M. Minkowski (© Teatro Real/Javier del Real)

Five years ago, La Scala gave its first performance of the most popular Viennese operetta, Die Fledermaus (1874). Likewise, the present performance is the first at Madrid’s Teatro Real. The dichotomy between opera and operetta may have lasted too long in Mediterranean countries. A Spanish form of operetta, the zarzuela, continues to be vibrant but it’s a different world from opera. Nevertheless, in Spain and in German speaking countries the most accomplished opera singers have a tradition of performing their variation of operetta–Montserrat Caballé, Teresa Berganza, Pilar Lorengar, María Bayo and Alfredo Kraus in the former, or Elisabeth Schwarzkopf, Anneliese Rothenberger, Erna Berger, Fritz Wunderlich and Hermann Prey in the latter.

Almost 150 years after its premiere in Vienna, Die Fledermaus is finally performed in the sacrosanct temple of opera in the Spanish capital, though in a semi‑staged format and with a visiting ensemble. Marc Minkowski, a giant in early music, has an affinity for operetta and has made some of the best recordings of Offenbach’s works. An early music ensemble conducting a late nineteenth century work is an interesting prospect, bringing a fresh outlook and eschewing a heavy‑handed “romantic,” and (in the case of Viennese operetta) schmaltzy tradition. Indeed, as the overture was playing, one sensed a different atmosphere: faster tempi and a lighter sound.

American soprano Jacquelyn Stucker, as Rosalinde, had the most memorable voice, a distinct beautiful timbre, a rich creamy middle but alas, a weak upper register. This was compensated for thanks to her natural comic verve and strong stage presence. Her Act II aria, “Klänge der Heimat” (Czardas), was lively, but with diminished high notes towards the end of the aria. In Act II, when the masked Rosalinde pretended to be a mysterious Hungarian countess, one wished for a stronger fake Hungarian accent, as is usually the case.
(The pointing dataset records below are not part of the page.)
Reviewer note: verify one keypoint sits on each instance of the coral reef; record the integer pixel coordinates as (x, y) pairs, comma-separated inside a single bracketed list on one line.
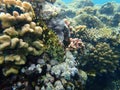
[(33, 54), (88, 20), (107, 8)]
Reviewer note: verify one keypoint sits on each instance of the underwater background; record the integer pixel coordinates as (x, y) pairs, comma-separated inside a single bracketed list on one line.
[(59, 45)]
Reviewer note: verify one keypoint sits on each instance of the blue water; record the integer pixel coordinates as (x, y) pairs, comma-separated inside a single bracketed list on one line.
[(95, 1)]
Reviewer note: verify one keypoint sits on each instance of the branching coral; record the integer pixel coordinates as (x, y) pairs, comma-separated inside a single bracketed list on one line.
[(102, 54), (21, 37)]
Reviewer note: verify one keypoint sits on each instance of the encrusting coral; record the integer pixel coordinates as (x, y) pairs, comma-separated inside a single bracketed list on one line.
[(32, 54)]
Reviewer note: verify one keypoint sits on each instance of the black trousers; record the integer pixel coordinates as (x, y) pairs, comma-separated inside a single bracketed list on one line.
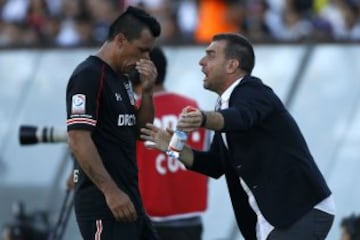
[(110, 229), (180, 233), (315, 225)]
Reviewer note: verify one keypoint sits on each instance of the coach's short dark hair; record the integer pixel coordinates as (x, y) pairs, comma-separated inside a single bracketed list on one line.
[(132, 22), (238, 47)]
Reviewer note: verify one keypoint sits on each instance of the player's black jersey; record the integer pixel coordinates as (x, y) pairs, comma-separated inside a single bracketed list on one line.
[(102, 102)]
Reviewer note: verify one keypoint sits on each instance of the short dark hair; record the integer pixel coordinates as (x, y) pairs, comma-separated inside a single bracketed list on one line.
[(132, 22), (158, 57), (238, 47)]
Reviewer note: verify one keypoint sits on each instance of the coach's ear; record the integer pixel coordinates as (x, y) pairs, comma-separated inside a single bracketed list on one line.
[(232, 65)]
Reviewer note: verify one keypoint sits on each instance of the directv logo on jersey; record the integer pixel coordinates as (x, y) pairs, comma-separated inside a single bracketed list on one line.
[(126, 120)]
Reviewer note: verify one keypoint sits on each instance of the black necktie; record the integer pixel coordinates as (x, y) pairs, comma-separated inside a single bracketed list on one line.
[(218, 104)]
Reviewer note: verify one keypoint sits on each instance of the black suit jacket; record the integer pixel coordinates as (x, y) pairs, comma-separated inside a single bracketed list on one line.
[(267, 150)]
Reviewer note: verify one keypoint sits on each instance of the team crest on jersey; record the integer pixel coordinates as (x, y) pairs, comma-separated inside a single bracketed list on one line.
[(78, 103)]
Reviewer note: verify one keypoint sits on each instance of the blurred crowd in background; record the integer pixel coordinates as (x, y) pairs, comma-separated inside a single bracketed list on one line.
[(69, 23)]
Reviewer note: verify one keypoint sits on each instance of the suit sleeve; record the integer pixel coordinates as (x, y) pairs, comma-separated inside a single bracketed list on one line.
[(249, 105), (209, 162)]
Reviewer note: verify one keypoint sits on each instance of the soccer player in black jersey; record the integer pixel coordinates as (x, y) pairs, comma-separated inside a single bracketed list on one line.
[(103, 125)]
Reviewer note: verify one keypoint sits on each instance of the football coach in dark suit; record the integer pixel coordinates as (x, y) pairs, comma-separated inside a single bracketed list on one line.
[(276, 189)]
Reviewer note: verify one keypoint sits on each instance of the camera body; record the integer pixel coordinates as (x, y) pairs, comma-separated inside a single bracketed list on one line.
[(29, 134)]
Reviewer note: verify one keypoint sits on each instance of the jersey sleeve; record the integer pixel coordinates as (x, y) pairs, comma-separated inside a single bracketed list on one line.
[(83, 95)]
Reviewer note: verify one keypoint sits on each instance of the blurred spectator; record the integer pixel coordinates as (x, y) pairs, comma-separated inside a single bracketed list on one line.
[(187, 20), (165, 12), (350, 228), (218, 16), (255, 24)]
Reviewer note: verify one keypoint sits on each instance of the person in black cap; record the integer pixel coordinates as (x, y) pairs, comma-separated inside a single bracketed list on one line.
[(103, 126)]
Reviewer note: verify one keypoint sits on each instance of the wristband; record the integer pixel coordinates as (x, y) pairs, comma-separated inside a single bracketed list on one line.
[(204, 118)]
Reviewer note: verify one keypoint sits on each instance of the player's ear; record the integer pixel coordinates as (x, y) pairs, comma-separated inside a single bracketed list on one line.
[(120, 39)]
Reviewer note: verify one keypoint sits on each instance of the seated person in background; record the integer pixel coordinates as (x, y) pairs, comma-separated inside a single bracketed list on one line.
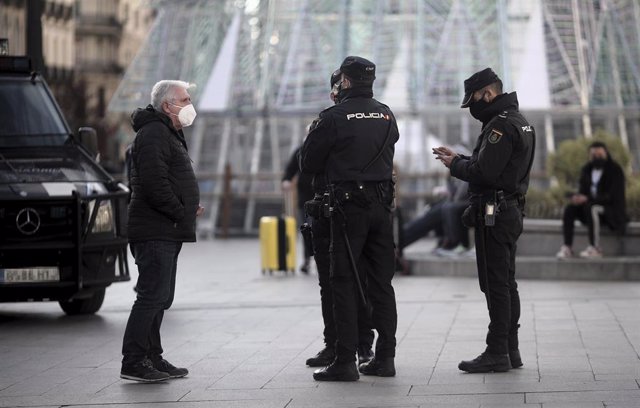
[(600, 198), (443, 217)]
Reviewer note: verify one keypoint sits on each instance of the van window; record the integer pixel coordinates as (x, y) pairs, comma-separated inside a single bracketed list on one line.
[(28, 116)]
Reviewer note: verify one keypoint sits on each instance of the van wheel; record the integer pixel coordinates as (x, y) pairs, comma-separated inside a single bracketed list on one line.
[(88, 305)]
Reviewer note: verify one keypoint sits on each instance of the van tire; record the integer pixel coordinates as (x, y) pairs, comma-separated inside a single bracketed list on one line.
[(88, 305)]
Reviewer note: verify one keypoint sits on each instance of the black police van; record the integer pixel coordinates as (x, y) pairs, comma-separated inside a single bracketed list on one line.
[(62, 216)]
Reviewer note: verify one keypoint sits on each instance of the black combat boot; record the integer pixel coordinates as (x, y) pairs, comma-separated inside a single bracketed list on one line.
[(486, 363), (323, 358), (364, 354), (337, 372), (516, 360), (382, 367)]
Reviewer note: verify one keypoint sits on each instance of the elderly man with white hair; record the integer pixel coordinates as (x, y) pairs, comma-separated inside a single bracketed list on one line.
[(162, 215)]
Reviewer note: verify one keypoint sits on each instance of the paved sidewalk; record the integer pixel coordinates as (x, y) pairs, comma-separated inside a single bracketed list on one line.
[(245, 337)]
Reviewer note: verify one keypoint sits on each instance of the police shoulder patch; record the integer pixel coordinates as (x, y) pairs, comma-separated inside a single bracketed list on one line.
[(495, 136)]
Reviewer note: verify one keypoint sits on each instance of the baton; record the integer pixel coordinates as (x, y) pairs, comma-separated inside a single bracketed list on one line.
[(482, 261), (353, 266)]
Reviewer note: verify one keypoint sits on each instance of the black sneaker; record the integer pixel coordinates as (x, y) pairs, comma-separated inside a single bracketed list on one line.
[(486, 363), (143, 371), (337, 372), (382, 367), (167, 367), (516, 360), (365, 354), (323, 358)]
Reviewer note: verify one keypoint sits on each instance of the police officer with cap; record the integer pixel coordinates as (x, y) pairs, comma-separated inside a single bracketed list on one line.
[(321, 243), (352, 144), (498, 175)]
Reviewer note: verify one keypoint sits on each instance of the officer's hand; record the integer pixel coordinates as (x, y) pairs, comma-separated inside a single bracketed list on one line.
[(445, 155), (578, 199), (443, 150)]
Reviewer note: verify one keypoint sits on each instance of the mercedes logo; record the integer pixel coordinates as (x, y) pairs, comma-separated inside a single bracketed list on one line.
[(28, 221)]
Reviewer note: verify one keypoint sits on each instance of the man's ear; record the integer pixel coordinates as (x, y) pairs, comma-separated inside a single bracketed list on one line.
[(165, 107)]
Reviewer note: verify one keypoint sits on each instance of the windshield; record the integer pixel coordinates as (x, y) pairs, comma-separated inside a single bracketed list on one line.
[(28, 115), (47, 164)]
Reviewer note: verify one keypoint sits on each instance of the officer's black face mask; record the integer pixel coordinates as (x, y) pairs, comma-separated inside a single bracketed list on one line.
[(598, 163), (477, 108)]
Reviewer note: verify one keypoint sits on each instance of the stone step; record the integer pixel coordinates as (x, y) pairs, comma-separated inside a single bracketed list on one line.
[(533, 267), (543, 237)]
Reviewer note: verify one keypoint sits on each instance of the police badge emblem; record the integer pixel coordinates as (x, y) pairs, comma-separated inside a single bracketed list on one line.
[(495, 136)]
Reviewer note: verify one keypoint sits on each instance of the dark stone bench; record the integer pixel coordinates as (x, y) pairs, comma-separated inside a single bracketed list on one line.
[(543, 237), (536, 259)]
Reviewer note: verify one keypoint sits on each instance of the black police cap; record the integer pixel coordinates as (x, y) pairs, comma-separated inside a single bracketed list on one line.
[(358, 69), (476, 82), (335, 77)]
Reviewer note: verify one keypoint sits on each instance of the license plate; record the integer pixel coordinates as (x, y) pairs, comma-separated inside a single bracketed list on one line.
[(23, 275)]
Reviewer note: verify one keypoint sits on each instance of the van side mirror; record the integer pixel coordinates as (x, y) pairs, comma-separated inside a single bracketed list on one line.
[(88, 138)]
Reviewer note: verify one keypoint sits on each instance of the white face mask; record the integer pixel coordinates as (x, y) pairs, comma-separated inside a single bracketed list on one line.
[(186, 115)]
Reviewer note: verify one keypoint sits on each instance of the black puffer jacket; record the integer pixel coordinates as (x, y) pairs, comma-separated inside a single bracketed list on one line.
[(165, 194)]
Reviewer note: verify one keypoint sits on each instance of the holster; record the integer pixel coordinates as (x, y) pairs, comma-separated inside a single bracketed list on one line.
[(319, 207)]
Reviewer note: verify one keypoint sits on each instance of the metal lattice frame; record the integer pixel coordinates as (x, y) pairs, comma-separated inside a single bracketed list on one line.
[(286, 50)]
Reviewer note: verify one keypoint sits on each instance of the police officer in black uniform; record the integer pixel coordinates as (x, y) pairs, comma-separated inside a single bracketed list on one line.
[(352, 144), (321, 243), (498, 176)]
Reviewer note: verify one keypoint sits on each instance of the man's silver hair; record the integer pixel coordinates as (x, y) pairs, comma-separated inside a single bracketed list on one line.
[(165, 90)]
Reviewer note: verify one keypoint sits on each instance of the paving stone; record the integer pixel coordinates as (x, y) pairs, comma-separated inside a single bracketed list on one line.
[(625, 396)]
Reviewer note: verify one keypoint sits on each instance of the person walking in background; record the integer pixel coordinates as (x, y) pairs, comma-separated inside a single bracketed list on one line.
[(498, 175), (600, 198), (162, 215)]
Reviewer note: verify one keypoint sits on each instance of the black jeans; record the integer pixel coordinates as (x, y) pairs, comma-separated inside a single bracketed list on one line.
[(499, 284), (321, 240), (582, 213), (157, 264), (421, 226), (371, 238)]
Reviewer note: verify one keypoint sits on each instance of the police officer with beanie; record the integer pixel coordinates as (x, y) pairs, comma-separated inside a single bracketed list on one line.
[(498, 176), (352, 144), (321, 243)]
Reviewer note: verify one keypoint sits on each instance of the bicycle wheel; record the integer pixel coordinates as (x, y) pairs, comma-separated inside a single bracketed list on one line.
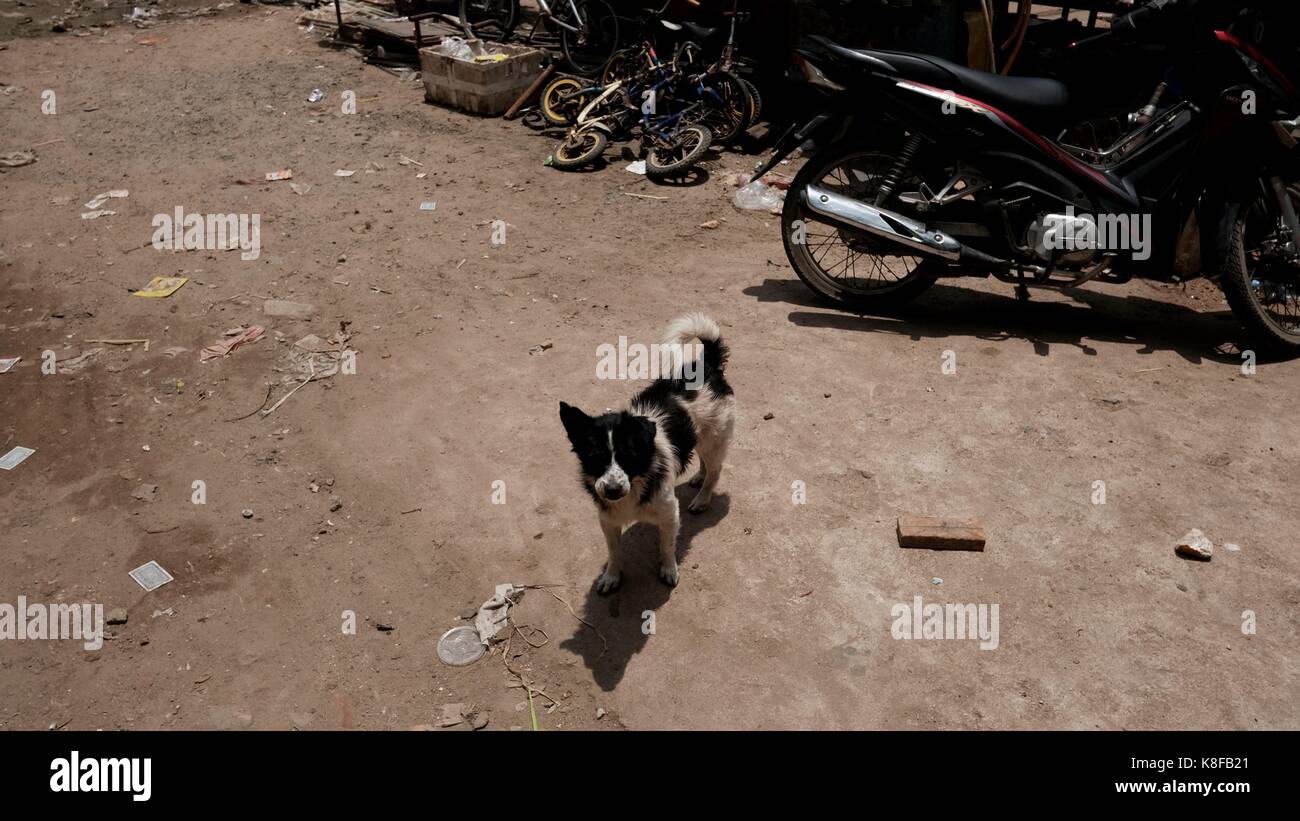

German coloratura soprano Alina Wunderlin was a terrific Adele, the Eisensteins’ temperamental chambermaid. She was the perfect soubrette, coquettish and charming with precise (though thin) high notes. Her Act II aria, “Mein Herr Marquis”, was like delicious champagne. Her Act III “Spiel ich die Unschuld vom Lande” aria was utterly charming.

English tenor Huw Montague Rendall, the son of mezzo Diana Montague and tenor David Rendall, was a vibrant Eisenstein, a role that demands charisma more than vocal bravura. He definitely had both.

Croatian baritone Leon Kosavic was delightful as Dr. Falke, Eisenstein’s friend who instigated the whole farce to have his revenge for having been left drunk in the middle of the city dressed in a bat’s outfit. This gave him the ill‑fated sobriquet of Dr. Fledermaus (Dr. Bat), the operetta’s title. One wished the role had more singing. His voice is velvety and sublime, and his stage presence marvelously intense. His phrasing in German was the best of the entire cast.

Swiss mezzo Marina Viotti’s Prince Orlofsky was too masculine, lacking sexual ambiguity, quite an accomplishment in a trousers role, though possibly not a desirable one. Her Act II “Ich lade gern mir Gäste ein... Chacun à son goût” had panache. To add humour, she temporarily pushed Minkowski off the podium to replace him conducting the composer’s Russian March, a piece not in the opera but used together with Thunder and Lightning Polka as fillers in Act III, much of which is spoken dialogue.

I had major fears regarding the third act. How successful can a dialogue‑rich act be in a semi‑staged production? It was a mitigated success. The pleasant surprise was outstanding Swiss-Hungarian actress Sunnyi Melles, performing the spoken role of the drunkard prison guard Frosch. Often this role is overbearing and the humour forced, but here, Melles’s Frosch was the most delectable character of the evening, thanks to her superlative acting skills.

Problems inevitably arise with attempts to have spoken dialogue in a language few understand. Some lines in Spanish were inserted to elicit mostly forced laughs. Ideally, spoken dialogue ought to be in the vernacular, especially in operetta, a lowbrow popular art form. However, it would be impractical for a visiting ensemble, performing in a language not their own (German), to be effective comic actors in another language (Spanish). Perhaps one day the Teatro Real will present its own production of Die Fledermaus, with local singers adept in Spanish, enabling this glorious operetta to become part of the venerable theatre’s repertoire.